Car la chasse est coquine, en sorte que quiconques
L'a goustée une fois ne s'en lassera onques.

Il est certain que les fashionables du jokey's-club, l'honnête rentier du Marais, l'entrepreneur de charpente, le bottier de la rue Vivienne, l'avocat stagiaire, le commis, le clerc d'avoué, ne peuvent pas avoir les mêmes mœurs, le même costume, le même langage. Tous ils sont chasseurs, c'est vrai; mais, chez eux, désirs, habitudes, projets, discours, costume, tout est différent. Le fashionable veut qu'on le croie bon chasseur, et ne s'occupe nullement de le devenir. C'est tout le contraire d'Aristide, dont je ne sais plus quel Grec disait: «Il veut être juste et non le paraître.» Ce beau monsieur ne va point à la chasse pour s'amuser, mais pour pouvoir dire demain: «Je reviens de la chasse.» Si chemin faisant il rencontre une belle dame, il la suivra: qu'a-t-il besoin de courir après les perdreaux, n'est-il pas sûr d'en trouver au retour chez Chevet? L'essentiel pour lui est de partir pour la chasse; dès lors il a conquis le droit de faire des histoires à son retour, et d'envoyer des bourriches de gibier dans vingt maisons différentes.
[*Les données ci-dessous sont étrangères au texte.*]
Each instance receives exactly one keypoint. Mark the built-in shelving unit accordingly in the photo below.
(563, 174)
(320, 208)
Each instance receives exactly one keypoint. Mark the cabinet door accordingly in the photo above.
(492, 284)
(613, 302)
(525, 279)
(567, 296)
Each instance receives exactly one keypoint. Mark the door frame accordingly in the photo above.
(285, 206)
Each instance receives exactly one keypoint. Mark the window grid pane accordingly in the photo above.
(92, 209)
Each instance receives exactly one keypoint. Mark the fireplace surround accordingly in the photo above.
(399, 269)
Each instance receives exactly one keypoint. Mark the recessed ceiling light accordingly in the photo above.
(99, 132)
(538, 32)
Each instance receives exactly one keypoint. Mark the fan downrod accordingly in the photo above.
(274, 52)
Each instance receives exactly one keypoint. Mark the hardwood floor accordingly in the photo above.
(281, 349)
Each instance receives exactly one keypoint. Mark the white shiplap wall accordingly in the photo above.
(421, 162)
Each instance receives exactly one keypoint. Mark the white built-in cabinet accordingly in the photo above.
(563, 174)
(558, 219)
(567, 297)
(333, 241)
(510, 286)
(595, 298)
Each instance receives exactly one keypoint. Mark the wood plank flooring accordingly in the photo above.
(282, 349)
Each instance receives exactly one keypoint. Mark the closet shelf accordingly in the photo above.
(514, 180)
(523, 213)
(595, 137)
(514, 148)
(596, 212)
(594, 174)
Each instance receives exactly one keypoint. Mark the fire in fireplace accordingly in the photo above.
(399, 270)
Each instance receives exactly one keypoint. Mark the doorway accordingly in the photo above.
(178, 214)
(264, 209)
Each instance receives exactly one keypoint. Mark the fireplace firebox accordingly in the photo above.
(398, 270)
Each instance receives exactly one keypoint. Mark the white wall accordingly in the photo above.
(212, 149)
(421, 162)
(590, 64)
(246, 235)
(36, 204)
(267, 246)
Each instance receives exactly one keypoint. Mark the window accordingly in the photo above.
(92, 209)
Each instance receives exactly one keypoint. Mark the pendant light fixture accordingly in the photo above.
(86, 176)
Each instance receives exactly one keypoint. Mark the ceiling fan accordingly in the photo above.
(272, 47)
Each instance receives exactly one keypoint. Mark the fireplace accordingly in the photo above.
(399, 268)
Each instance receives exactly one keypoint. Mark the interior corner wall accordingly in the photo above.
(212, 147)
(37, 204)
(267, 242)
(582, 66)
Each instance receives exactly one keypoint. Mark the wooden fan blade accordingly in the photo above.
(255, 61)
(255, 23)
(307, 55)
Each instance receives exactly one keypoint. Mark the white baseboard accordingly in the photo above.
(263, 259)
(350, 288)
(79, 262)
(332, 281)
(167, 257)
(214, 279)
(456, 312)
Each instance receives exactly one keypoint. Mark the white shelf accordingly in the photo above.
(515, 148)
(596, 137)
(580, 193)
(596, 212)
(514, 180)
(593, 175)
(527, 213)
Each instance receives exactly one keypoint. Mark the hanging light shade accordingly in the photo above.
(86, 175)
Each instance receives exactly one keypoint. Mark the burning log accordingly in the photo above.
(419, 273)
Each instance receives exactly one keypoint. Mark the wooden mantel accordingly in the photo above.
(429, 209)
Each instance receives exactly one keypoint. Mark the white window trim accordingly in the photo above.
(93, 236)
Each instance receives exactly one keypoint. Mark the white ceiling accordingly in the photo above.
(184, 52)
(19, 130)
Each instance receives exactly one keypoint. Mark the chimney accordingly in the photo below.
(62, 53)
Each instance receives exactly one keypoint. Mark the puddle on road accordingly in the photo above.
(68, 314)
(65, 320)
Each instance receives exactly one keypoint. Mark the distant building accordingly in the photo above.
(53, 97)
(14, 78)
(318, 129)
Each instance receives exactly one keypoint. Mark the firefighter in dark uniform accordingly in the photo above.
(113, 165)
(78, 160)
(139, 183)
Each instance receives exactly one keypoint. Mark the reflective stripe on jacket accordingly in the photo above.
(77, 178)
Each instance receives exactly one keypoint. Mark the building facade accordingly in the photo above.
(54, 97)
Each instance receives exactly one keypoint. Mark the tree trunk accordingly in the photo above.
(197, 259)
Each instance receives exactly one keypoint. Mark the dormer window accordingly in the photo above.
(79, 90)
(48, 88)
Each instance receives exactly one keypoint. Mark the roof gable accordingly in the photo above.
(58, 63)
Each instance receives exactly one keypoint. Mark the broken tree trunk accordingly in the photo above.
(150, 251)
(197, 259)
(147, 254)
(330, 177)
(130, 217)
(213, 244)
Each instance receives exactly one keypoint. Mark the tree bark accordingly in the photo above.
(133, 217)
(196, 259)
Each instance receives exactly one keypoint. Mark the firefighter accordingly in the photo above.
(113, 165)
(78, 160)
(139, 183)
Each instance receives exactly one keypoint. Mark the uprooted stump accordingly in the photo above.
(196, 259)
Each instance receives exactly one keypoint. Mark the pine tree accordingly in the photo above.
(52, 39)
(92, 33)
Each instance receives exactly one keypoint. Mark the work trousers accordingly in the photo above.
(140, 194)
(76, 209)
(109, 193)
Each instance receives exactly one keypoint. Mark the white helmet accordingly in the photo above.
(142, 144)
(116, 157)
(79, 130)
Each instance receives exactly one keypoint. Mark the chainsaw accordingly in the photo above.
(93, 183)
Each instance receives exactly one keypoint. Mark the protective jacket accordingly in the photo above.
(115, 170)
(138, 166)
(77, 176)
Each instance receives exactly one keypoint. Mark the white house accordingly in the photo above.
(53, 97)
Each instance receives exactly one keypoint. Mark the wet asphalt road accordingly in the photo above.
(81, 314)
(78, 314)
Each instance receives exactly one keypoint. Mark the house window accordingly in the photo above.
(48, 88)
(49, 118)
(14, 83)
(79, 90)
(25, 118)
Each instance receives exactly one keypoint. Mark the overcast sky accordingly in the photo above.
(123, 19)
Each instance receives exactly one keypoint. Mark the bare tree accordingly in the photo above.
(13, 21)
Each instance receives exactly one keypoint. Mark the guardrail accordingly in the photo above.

Le fashionable n'a point le temps de devenir chasseur: si Diane est ennemie de l'amour, l'amour est ennemi de Diane. Ce monsieur-là étant toujours amoureux ne peut pas gaspiller son intelligence à méditer sur les ruses du gibier, il préfère vaincre celles des dames. Mais, comme la chasse est un plaisir où il faut déployer de l'adresse, de la force, et quelquefois du courage, le fashionable veut passer pour chasseur, car il désire que les dames le croient brave, adroit et fort. S'il est riche il ne manque pas d'acheter un nouveau fusil chaque fois qu'un armurier découvre un nouveau système: et comme ces prétendues découvertes arrivent souvent, notre homme est à la tête d'un arsenal formidable. Il espère qu'enfin il trouvera une arme dont les coups seront certains. Tous ces fusils divers sont là pour deux choses: d'abord ils prouvent la richesse de l'homme, et à Paris c'est une grande affaire, ensuite ils servent à sauver l'amour-propre du chasseur. Lorsqu'il manque, ce qui se voit très-souvent, il a son excuse prête: «C'est un fusil nouveau, je n'en ai pas l'habitude. Si j'avais su, je ne l'aurais point apporté.»

Le fashionable se couche fort tard, et le 1er septembre il ne peut parvenir à se lever matin; il est neuf heures sonnées lorsqu'il sort tout frais des mains de son valet de chambre. Notre dandy, brossé, ciré, pincé, luisant, les mains couvertes de gants beurre frais, s'élance dans son tilbury attelé d'un superbe cheval qui brûle de fendre l'air. Il lâche les guides, on part: à peine si le groom, aussi bizarrement accoutré que le maître, a eu le temps de grimper sans être broyé par la roue. Qu'importe un groom de plus ou de moins? Il fallait partir au galop; on avait aperçu deux dames aux fenêtres, il était nécessaire de se poser, de se faire voir emporté par un cheval indomptable. Qui sait? peut-être cette émotion produite aujourd'hui rapportera-t-elle demain quelque chose?